If you like Slayer, you’ll love Love Is Not Enough by Converge.
Love Is Not Enough is Converge stripped back to blunt force with no grand experiments or collaborative detours, just half an hour of furious, politically charged hardcore. Where previous records have dealt in grief, trauma, and fractured relationships, the first straight-up, no frills Converge record in a decade is a reaction to the encroaching fascism of the moment, and the catastrophe of dangerous American governance. Hardcore punk has always been the most effective vehicle for this kind of dissatisfaction, and so Converge lean in with total conviction.

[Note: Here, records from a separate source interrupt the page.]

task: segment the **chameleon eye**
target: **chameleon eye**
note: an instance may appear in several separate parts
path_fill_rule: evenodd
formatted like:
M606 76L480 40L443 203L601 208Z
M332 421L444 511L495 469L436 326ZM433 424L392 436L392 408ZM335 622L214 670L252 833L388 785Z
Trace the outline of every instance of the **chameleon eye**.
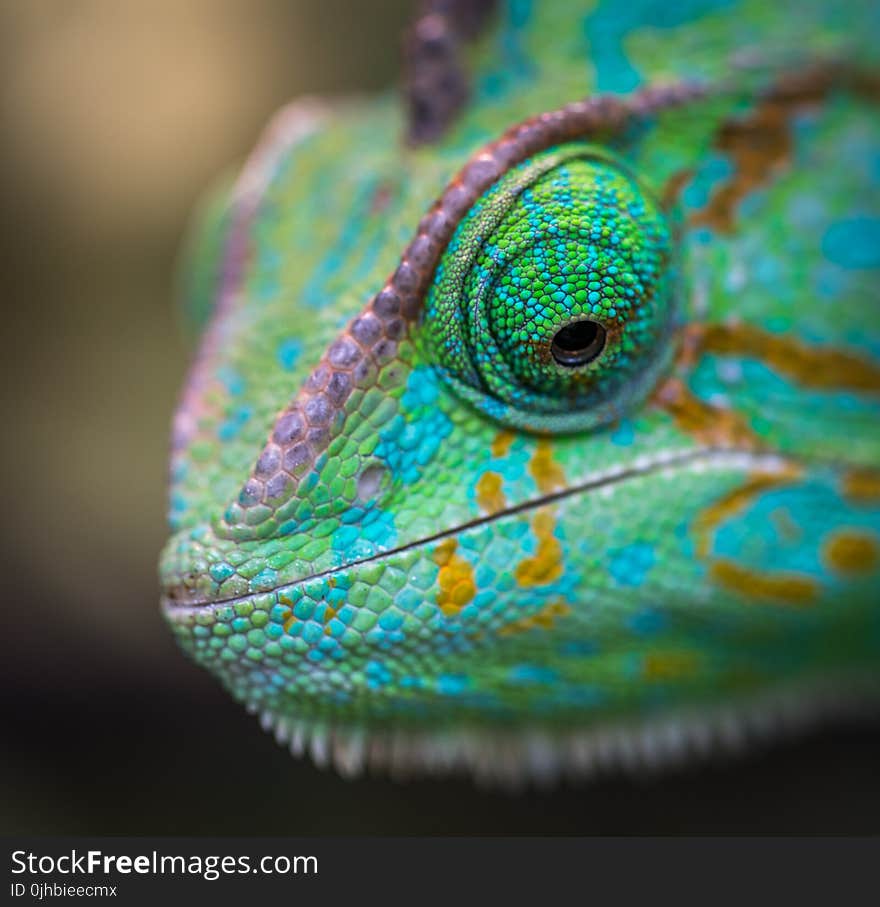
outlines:
M423 342L455 391L499 421L601 425L668 361L672 258L664 212L622 162L558 146L464 216L428 291Z

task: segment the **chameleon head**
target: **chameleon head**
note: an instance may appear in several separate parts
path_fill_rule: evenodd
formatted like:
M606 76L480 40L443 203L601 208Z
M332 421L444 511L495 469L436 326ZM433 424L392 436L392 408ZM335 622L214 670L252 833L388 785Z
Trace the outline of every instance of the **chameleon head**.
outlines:
M487 415L594 428L668 365L672 236L649 189L581 144L504 175L458 227L428 292L426 358Z
M719 102L694 103L717 128ZM874 285L834 265L828 342L807 342L809 288L790 272L793 314L779 274L815 254L817 221L784 248L773 232L797 168L745 240L691 211L679 242L657 198L681 174L636 174L639 153L698 189L717 162L662 129L626 160L560 139L591 116L475 155L402 259L442 157L403 180L391 150L364 164L372 119L303 138L300 112L246 173L218 268L240 273L179 418L164 613L297 751L589 768L876 688L880 371L852 345ZM835 223L864 197L830 165L841 129L820 122L799 158ZM284 214L346 206L329 233Z

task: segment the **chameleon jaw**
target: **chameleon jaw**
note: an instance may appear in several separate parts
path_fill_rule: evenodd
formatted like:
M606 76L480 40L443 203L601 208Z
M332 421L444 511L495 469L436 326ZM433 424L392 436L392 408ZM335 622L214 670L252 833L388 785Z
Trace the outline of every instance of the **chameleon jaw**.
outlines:
M630 479L654 473L676 472L682 469L699 472L719 468L739 468L742 470L760 471L769 474L778 473L780 476L784 476L786 474L791 474L792 470L797 469L798 467L796 467L793 460L788 457L783 457L774 453L758 452L748 448L731 449L727 447L701 447L688 450L672 449L661 451L650 456L639 457L626 466L611 467L570 487L523 501L491 514L461 523L450 529L445 529L442 532L414 540L405 545L391 548L387 551L381 551L369 557L336 565L326 570L304 572L301 577L285 581L272 588L247 592L242 595L216 598L204 594L200 595L193 588L191 580L180 581L176 577L173 577L171 583L166 584L165 586L165 591L161 597L161 609L166 619L172 622L175 620L175 617L191 615L198 612L211 613L217 608L240 604L260 596L265 596L266 594L279 594L286 591L292 591L310 581L330 577L343 570L348 570L363 564L390 558L411 549L436 544L442 542L444 539L455 538L469 529L491 523L504 517L529 513L538 508L564 500L565 498L581 494L602 495L608 493L615 486L625 483Z

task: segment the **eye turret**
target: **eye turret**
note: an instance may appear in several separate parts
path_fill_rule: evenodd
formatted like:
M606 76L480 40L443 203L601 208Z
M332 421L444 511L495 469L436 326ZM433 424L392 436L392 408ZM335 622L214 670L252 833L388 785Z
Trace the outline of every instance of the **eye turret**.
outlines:
M535 155L459 224L426 299L428 356L502 422L555 432L617 418L666 361L672 247L622 162L584 144Z

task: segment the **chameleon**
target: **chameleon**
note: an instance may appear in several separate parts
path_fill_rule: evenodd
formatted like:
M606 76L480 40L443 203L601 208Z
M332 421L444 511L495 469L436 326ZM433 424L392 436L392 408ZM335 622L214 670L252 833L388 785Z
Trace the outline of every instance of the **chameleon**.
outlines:
M197 219L162 613L344 776L880 689L876 4L423 4Z

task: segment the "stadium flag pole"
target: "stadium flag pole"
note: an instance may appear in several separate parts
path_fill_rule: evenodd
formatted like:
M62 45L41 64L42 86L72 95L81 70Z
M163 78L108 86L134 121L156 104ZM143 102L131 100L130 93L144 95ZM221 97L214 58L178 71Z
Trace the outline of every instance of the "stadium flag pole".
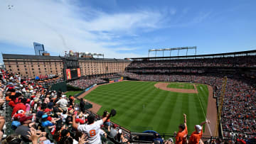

Four people in a room making a deafening racket with no gloss, just instruments and fury, Jacob Bannon’s vocals are more discernible than ever, and remarkably you can actually catch the words he’s hollering, making his accusatory rage land even harder. The four-piece thunder with Ben Koller’s drumming remaining some of the most engaging and relentlessly inventive in heavy music. Tracks like Bad Faith and Amon Amok don’t thrash so much as stomp with huge, Sabbath-sized riffs grinding forward with Kurt Ballou’s guitar commited to true evil. There’s a dissonant nastiness to all of these riffs that recalls the malevolent intent of Slayer with every note designed to unsettle. Force Meets Presence is a prime example with a lurching groove creating horrible tension. Distract and Divide is a 90-second blast beat rager, To Feel Something shifts into their signature odd-meter urgency, and Make Me Forget You is nasty, fast and desperate recalling Dark Horse off Axe To Fall. With bands like Knocked Loose now pushing this sound into the mainstream and playing huge stages, Love Is Not Enough feels like a victory lap. Converge were doing this more than 20 years ago, and the sound they pioneered is more relevant than ever, so they return with their most direct and blunt record in years, because it’s exactly what the moment demands.